I'm sorry you have a dm like this too.

OP posts:
LindorDoubleChoc · 25/01/2025 16:46

So you've never had a close relationship with your mother because she never demonstrated any love for you as a child and always favoured your brother. You despise your brother and have no relationship with him and your mother finds this difficult. Since her partner died a year ago, your mother has taken to contacting you and wanting a relationship with you that you don't want. Is this correct?

There's no point in continuing to resent her for her failings as a Mum and you don't have an ally in your brother (to try and manage her expectations or to share the load) so the only thing you can do is to be as relaxed about her imperfections as you can be given that your children love her and want to have a relationship with her. What other solution is there?

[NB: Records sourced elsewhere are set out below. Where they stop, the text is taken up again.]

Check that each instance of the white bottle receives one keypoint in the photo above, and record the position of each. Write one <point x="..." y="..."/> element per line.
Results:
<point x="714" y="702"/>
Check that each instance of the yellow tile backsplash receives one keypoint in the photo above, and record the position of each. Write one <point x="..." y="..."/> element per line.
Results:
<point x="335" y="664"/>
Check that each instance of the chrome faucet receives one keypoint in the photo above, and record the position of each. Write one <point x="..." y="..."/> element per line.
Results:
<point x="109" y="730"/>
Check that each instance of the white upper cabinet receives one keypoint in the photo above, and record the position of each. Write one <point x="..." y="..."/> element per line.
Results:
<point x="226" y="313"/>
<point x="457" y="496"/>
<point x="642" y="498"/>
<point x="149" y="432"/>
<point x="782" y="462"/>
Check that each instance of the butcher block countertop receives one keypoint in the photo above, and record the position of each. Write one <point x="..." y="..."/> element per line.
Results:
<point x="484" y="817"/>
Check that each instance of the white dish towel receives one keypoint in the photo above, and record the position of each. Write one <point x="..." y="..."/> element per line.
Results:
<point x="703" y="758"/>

Cookingdisaster · 25/01/2025 16:56

LindorDoubleChoc · 25/01/2025 16:46

So you've never had a close relationship with your mother because she never demonstrated any love for you as a child and always favoured your brother. You despise your brother and have no relationship with him and your mother finds this difficult. Since her partner died a year ago, your mother has taken to contacting you and wanting a relationship with you that you don't want. Is this correct?

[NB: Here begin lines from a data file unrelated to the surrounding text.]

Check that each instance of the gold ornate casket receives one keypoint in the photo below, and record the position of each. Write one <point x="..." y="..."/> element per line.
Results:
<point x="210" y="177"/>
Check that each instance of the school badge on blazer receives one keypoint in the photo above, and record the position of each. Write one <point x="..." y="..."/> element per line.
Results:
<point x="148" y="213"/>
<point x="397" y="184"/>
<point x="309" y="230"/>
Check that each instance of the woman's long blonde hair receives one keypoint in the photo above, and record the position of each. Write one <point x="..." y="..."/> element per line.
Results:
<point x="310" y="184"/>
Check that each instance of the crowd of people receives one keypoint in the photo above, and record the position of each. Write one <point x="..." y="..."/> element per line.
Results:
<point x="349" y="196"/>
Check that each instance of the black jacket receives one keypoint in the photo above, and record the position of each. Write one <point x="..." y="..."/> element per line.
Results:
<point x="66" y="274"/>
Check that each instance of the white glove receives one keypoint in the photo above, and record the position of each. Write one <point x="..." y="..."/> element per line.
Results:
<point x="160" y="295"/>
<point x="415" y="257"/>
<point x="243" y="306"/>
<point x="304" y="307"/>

There's no point in continuing to resent her for her failings as a Mum and you don't have an ally in your brother (to try and manage her expectations or to share the load) so the only thing you can do is to be as relaxed about her imperfections as you can be given that your children love her and want to have a relationship with her. What other solution is there?

No, dm's bf didn't die. They broke up; they'd been together years, but she kept him at a distance; not involved with db, and I.
It was my dad that died over a year ago (they were divorced, he was a good man).

I don't despise db, I don't like him though for a number of reasons, and personality traits, disrespect of boundaries and the way he treats others. I have tried multiple times, but it hadn't worked; it was mutual.

Thank you, you're absolutely right. I just don't know what to do, because she keeps texting, I don't understand why. It makes me feel guilty, and I second guess myself.

She sees dcs every school holiday, they love her, not as close as some grandchildren and grandparents, but it is something. My relationship with her is even more surface level now than it was before, in tne sense my level of contact is lower, because I am hurt over what happened. I don't see a point in addressing it, I'm sure she has to already know. I guess I convinced myself after df died, that she had changed. She hasn't.

OP posts:
thepariscrimefiles · 25/01/2025 17:27

Cookingdisaster · 25/01/2025 16:56

No, dm's bf didn't die. They broke up; they'd been together years, but she kept him at a distance; not involved with db, and I.
It was my dad that died over a year ago (they were divorced, he was a good man).

I don't despise db, I don't like him though for a number of reasons, and personality traits, disrespect of boundaries and the way he treats others. I have tried multiple times, but it hadn't worked; it was mutual.

Thank you, you're absolutely right. I just don't know what to do, because she keeps texting, I don't understand why. It makes me feel guilty, and I second guess myself.

She sees dcs every school holiday, they love her, not as close as some grandchildren and grandparents, but it is something. My relationship with her is even more surface level now than it was before, in tne sense my level of contact is lower, because I am hurt over what happened. I don't see a point in addressing it, I'm sure she has to already know. I guess I convinced myself after df died, that she had changed. She hasn't.

Edited

You are not being unreasonable at all OP. Your mum is the one who should be feeling guilty, not you. Being 70 isn't a 'get out of jail free' card for previous cold and uncaring behaviour towards you. She favoured your brother when you were children and is still doing it now, despite his toxic behaviour.

I certainly wouldn't rush to respond to her messages. Just reply when it's convenient for you. I don't think your children see her often enough to really miss her if you pull back from your relationship with her.